78 Highlanders mustering at Crysler's Farm. They are on the front lines, to prevent the invasion. Off in the distance you could hear the shots and cannons of the invading army coming towards the town..
The previous night, the troops had thought long and hard about the efforts which they would be called upon on the morrow. Their tents are all ready for the evening, and you see these gentlemen without their usual red coats, their argyle socks and red vests are plenty enough to ward off the evening chill. They brushed the coals off the lid of the dutch oven, and served beans and bacon to the troops. Candle lanterns were all that was allowed, and the evening was very restful and "period".

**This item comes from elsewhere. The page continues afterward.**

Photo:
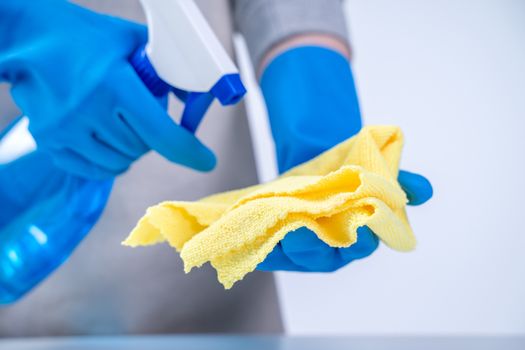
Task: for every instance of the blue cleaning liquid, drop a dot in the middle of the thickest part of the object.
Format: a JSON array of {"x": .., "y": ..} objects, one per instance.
[{"x": 44, "y": 214}]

The commander of the 78 Highlanders, Jock W. Looking smug and happy to be in battle again! That little church in the background had been removed from what is now the bed of the St. Lawrence River when they put the dam in to create the seaway. The whole town is made up of such salvaged buildings.
The Sergeant Major is co-ordinating with a red coat regiment from New York. Loyalists all! The fellas in the high boots and white pants are from Albany.

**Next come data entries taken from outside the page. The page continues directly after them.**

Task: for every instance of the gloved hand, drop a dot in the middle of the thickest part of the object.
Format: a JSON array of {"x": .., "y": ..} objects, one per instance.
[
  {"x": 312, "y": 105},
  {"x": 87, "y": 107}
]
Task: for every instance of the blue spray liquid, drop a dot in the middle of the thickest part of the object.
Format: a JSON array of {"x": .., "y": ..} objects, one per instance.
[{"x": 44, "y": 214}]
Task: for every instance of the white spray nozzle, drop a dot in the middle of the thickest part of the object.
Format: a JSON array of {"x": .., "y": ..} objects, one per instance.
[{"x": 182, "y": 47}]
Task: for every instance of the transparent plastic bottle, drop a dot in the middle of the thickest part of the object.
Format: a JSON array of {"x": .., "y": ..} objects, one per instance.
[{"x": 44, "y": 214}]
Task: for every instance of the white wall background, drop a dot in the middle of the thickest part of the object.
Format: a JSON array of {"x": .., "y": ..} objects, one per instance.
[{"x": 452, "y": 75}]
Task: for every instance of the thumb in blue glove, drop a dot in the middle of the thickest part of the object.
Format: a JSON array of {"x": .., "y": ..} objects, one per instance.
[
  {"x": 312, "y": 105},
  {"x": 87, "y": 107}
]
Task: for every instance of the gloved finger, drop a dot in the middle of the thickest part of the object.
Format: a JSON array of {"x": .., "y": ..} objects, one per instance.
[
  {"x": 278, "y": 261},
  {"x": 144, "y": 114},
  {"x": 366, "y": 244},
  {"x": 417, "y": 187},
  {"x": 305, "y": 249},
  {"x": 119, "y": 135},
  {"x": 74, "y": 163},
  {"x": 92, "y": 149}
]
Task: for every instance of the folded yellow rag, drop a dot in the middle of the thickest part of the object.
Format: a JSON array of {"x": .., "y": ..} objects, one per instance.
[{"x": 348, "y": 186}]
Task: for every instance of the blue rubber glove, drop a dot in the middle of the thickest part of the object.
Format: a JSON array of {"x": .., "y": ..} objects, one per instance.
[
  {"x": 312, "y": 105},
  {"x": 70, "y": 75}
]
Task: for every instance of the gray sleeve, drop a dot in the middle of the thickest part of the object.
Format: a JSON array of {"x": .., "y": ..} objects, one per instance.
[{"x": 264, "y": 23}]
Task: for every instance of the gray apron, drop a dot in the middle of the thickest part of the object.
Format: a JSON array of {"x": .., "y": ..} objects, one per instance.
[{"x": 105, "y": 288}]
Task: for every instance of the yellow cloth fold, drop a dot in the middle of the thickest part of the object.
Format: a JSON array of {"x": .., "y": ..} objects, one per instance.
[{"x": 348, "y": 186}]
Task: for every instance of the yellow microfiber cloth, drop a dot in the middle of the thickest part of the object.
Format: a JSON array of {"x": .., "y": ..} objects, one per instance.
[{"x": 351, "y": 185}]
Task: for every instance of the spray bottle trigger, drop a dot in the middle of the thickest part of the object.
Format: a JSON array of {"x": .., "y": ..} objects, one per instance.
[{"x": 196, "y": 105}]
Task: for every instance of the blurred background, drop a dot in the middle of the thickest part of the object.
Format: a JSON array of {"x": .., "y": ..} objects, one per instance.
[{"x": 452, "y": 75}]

Here you see a cannon being pulled onto the battlefield by the King's Loyal New Yorkers...a blue coated regiment from Lake Champlain. As always they fight for Britain, even though their countrymen have mostly decided to throw their lot in with that upstart Washington. For their loyalty, they will have their lands, property and bank accounts seized, and will be forced to move north of the St. Lawrence.

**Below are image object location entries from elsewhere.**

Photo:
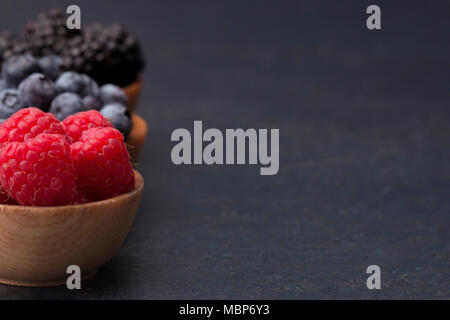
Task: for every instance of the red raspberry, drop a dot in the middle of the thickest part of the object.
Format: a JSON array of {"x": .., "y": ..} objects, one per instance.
[
  {"x": 76, "y": 124},
  {"x": 102, "y": 164},
  {"x": 28, "y": 123},
  {"x": 38, "y": 171},
  {"x": 5, "y": 198}
]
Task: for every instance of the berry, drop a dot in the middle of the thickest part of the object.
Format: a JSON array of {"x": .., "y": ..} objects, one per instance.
[
  {"x": 91, "y": 102},
  {"x": 9, "y": 103},
  {"x": 50, "y": 66},
  {"x": 77, "y": 124},
  {"x": 7, "y": 45},
  {"x": 47, "y": 34},
  {"x": 102, "y": 164},
  {"x": 5, "y": 198},
  {"x": 65, "y": 104},
  {"x": 110, "y": 93},
  {"x": 91, "y": 87},
  {"x": 78, "y": 198},
  {"x": 4, "y": 85},
  {"x": 106, "y": 53},
  {"x": 38, "y": 171},
  {"x": 28, "y": 123},
  {"x": 18, "y": 67},
  {"x": 37, "y": 90},
  {"x": 119, "y": 116},
  {"x": 70, "y": 81}
]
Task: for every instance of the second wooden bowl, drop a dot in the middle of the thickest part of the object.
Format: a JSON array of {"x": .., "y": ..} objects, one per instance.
[
  {"x": 37, "y": 244},
  {"x": 133, "y": 91}
]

This is what he is facing. As he reloads after trying to pick off one of the cannoneers, the cannon goes off, (and if it was real) sending hundreds of musket balls like a great shotgun towards the British lines.
After it was all over, both sides assembled in the mess tent, the dead rose again to shake hands and have a wee dram together, and the fireworks went off to celebrate the eternal friendship of two great nations. Next year, we'll do it again!